As indris don’t survive in captivity, the only place you can see them is in forest reserves such as the 2,075-acre Analamazaotra, alongside the acrobatic common brown lemur, with its astonishingly rich golden coat, and the tiny, nocturnal aye-aye.
But when it comes to unique sights, lemurs are just the furry tip of what the former French colony offers. Isolated from the rest of the world for millennia, after breaking off from the landmass of Africa and what was to become India, Madagascar is like nowhere else on earth — left to evolve without humans or other large predators, it’s nicknamed God’s Garden for its unusual flora and fauna.
Home to half the world’s species of chameleon, 70% of the island’s plant and animal life exists nowhere else, while 615 new species were identified here in the past decade alone. And the fact that around two-thirds of the country’s lemurs were found in the past 15 years suggests there’s much still to discover.
Along with national parks and nature reserves, Madagascar is fringed with seductive white sand beaches and kaleidoscopic coral reefs; otherworldly limestone formations; and a culture that’s a mix of African, Asian and French colonial.
In fact, one of the few things the island doesn’t boast is hordes of tourists. Just two years ago, the Foreign Office was advising against all but essential travel, but now the political problems that sparked the warnings are being shed it’s only a matter of time before numbers rise.
As the fourth largest island in the world, it’s impossible to explore every nook of Madagascar in a short trip.

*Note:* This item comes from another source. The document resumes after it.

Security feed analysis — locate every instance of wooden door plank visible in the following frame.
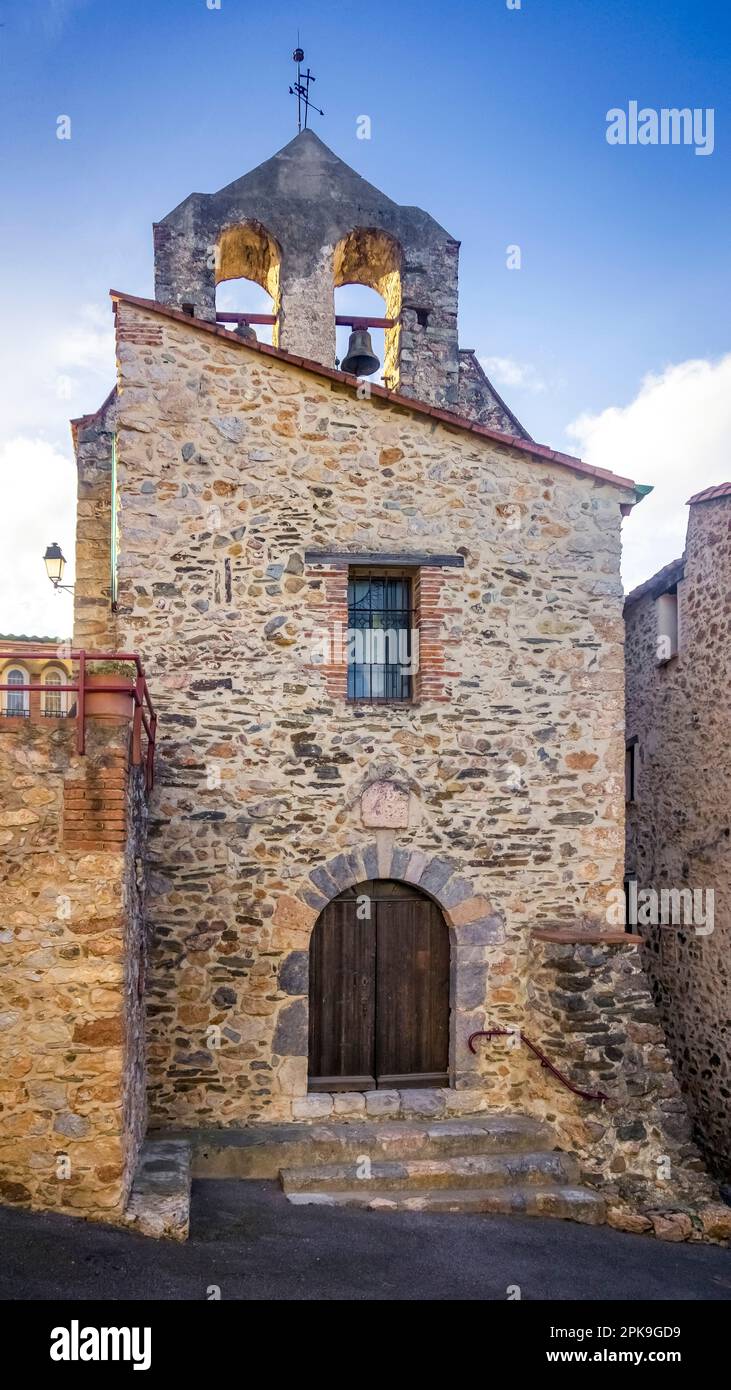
[309,898,375,1090]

So, to cram a flavour of the whole country into a week, I headed north — after my brief indri-spotting detour to the Andasibe-Manatadia National Park, east of the capital, Antananarivo.

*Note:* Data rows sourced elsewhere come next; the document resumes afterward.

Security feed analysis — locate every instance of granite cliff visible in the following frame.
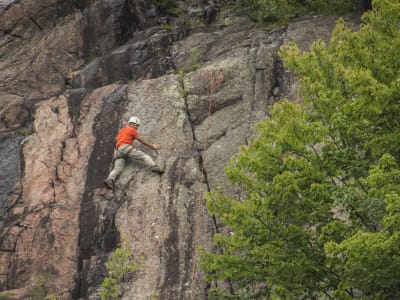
[0,0,356,299]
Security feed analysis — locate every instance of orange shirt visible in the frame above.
[115,126,139,148]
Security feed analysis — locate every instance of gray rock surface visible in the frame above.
[0,0,360,299]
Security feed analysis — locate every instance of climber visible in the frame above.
[104,117,164,189]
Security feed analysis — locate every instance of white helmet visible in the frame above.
[128,117,140,125]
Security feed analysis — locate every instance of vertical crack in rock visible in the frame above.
[180,71,225,299]
[74,85,127,299]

Getting around isn’t quick on the country’s bumpy, potholed roads, but the three-hour journey through rice fields and densely wooded hills is worth every bone-shaking rattle and ox-cart dodge. As well as visiting the reserve, there’s the chance to get up close and personal with some rescued lemurs — tamed by regular human contact — on the nearby private reserve at Vakona Forest Lodge.
Turning up with a palm full of banana may have helped the warm welcome, admittedly. Within seconds, I was being watched avidly by several big-eyed bamboo lemurs, while a more confident brown lemur launched himself in one swift, flying leap straight onto my shoulders.
Clinging onto my hair with one soft leathery paw and reaching for the fruit with the other, the lemur contentedly wrapped his tail around my neck before busying himself trying to push my sunglasses off my head. Nearby, a black and white ruffed lemur hung nonchalantly from a branch by one foot as he watched his smaller cousins’ antics, while a Verraux’s sifaka demonstrated why his species is nicknamed the dancing lemur as he pranced elegantly sideways, paws above his head, almost as if he was on the verge of breaking into a pirouette.
Into the melting pot
Probably the only thing that persuaded me to leave was knowing I had to catch my flight north to Diego Suarez.
Named after the two Portuguese sailors who landed at the northern tip in the early 1500s — the first Europeans to set foot on Madagascar — the area was also the supposed home of legendary 17th-century pirate republic Libertalia; if it even existed, that is.
Known today as Antsiranana, or simply as Diego, the town is a sleepy colonial gem where convoys of little yellow Renault 4 taxis speed past rickshaws amid the town’s old French colonial buildings. Sitting on the world’s third largest natural bay, gazing out towards the Indian Ocean and bright turquoise Emerald Sea beyond that, it’s the best starting point to explore the north-west’s forest reserves.
Most of Diego Suarez’ population is descended from the Indo-Malaysians who settled Madagascar 2,000 years ago. Others originate from mainland Africa, while more recent settlers include a large contingent of Chinese, Reunionese Creole and Pakistanis. A series of hand-drawn portraits decorating the walls of main street Rue Colbert are a vivid testament to this ethnic diversity.
Three of Madagascar’s seven species of baobab tree — six of which are unique to the country — are also found in the area in and around Diego Suarez, while in the undergrowth vivid green and red chameleons swivel baleful eyes at anyone attempting a closer look.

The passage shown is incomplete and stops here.